There are a finite number of text based responses that are allowed within the scope of a scene, so although creativity is encouraged, players will also have to stay focused on the main plot of the scene. Once a scene has reached its conclusion, players can read a transcript of everything that occurred in that scene before preparing for the next one.
Too Close to the Stage
Keeping in mind the experimental nature of Improviso, there are still several game design choices that warrant criticism.
All characters in the game are comprised of a basic three-dimensional human rigs wearing masks. All props are two-dimensional prints on a slab of cardboard. Though the obvious effort is to create a B-movie feel, this setup would likely discourage Ed Wood. Some better costuming could have been employed without diminishing the cheese factor, and a whole third dimension could have been added to the props. Controlling No-faces toting cardboard props quickly gets in the way of willing suspension of disbelief.

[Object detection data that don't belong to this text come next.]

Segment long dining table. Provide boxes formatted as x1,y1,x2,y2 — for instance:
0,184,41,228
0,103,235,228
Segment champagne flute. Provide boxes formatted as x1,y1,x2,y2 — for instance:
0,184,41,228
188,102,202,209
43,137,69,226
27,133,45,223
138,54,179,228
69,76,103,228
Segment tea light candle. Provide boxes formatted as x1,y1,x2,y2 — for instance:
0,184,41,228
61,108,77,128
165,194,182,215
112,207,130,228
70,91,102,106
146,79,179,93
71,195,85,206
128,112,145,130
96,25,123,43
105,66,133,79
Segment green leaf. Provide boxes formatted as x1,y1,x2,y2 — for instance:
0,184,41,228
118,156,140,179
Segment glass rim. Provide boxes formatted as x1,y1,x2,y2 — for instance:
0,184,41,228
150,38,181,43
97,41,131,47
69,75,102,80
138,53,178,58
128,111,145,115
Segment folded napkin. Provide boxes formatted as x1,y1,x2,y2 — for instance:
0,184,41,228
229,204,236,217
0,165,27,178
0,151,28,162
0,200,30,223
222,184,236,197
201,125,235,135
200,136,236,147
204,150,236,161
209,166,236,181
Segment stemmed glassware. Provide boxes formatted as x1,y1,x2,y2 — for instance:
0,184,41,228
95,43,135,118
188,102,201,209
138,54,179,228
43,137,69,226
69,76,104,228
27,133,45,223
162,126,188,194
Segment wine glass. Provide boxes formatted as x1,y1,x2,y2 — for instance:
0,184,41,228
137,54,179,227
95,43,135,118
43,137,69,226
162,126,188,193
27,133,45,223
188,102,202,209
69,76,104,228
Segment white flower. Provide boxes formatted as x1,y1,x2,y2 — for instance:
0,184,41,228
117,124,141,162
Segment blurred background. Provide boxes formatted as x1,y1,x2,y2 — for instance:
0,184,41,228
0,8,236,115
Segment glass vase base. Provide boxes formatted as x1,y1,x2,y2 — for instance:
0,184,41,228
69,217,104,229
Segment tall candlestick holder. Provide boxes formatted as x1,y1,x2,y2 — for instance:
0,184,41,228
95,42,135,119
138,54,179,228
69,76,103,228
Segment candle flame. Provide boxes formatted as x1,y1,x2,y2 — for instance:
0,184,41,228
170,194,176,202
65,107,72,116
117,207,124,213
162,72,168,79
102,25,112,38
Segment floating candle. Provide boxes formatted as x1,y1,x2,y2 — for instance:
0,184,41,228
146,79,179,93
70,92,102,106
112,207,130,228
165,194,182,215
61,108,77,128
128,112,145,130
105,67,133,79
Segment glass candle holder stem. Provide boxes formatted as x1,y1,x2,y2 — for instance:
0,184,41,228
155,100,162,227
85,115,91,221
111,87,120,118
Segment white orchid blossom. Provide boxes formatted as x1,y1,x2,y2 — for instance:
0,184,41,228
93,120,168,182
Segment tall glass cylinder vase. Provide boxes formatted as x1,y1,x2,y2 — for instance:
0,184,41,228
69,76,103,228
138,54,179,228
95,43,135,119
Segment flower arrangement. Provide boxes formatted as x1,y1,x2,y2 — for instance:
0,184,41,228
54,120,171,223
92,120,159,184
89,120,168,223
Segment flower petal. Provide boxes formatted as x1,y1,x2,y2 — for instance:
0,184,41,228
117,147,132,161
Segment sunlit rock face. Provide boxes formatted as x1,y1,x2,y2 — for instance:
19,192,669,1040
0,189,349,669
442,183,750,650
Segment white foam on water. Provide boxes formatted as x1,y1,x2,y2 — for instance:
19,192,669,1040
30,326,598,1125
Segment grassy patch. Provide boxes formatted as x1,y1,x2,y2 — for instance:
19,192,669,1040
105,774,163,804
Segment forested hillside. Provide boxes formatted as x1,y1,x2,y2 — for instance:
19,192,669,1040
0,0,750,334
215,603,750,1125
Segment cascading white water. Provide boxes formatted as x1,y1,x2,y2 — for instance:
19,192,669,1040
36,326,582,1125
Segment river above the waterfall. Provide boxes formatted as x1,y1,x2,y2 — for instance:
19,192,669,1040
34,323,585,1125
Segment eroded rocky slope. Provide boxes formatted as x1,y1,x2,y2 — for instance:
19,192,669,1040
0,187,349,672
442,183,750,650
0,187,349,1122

Waiting online for a second player can take some time. The game will inform the player when the best time to find other players is based on his timezone, but even logging in at those times won’t guarantee finding a co-op partner. I finally had to enlist the services of LadyFim to play my Ted the Reporter as I took the Director role for a spin. Playing the game by yourself is pretty pointless, and once a player has explored the set, even long-winded, angry conversations with alien “probes” will not hold their appeal for long.
IndieGameReviewer reviewed the story-telling game Sleep is Death last year, and found it to be a highly engrossing experience. The ability to customize the experience had a lot to do with this, and sadly there is no room for out-of-the-box creativity here. User-generated-content was likely never a goal for the team behind Improviso. Though there are a variety of scenarios to act through, the players will always be on the same sound stage performing parts of the same movie.
Having so much of the game depend on the director should make for some interesting research. A story creator that relies so heavily on two-player interactions with one character pulling the most weight seems like a gamble. Will players find enough to do as Ted the Reporter, or will there be a glut of players wanting to direct, with no one willing to act. There’s also the prospect of “Cranky DM” tactics derailing a story when a director can’t keep up with the demands of the Actor. Flip the coin, and the most anticipated pitfall of playing the actor in a game like Improviso is a lot like the one risked by playing Chat Roulette: chances are, you end up talking to a dick.
What are you doing, Dave?
The prospect of using player input to strengthen AI text responses could prove quite useful. Given the rigid constraints of a scene, coupled with an invitation to improvise dialogue could provide thousands upon thousands of specialized lines of dialogue for future “Area 51 cover-up”-type adventure games. Similar pools of dialogue could be collected for any genre with a change of backdrop and character masks.
While the results of the experiment may never be known outside of Gambit Game Labs, it’s fully possible that the work done could influence future titles, maybe even providing key dialogue parameters to interactive NPC characters. A fine example of theory and practice working together, Improviso is a free story-telling RPG that makes for an entertaining experience, even if it never gets past the rehearsal phase.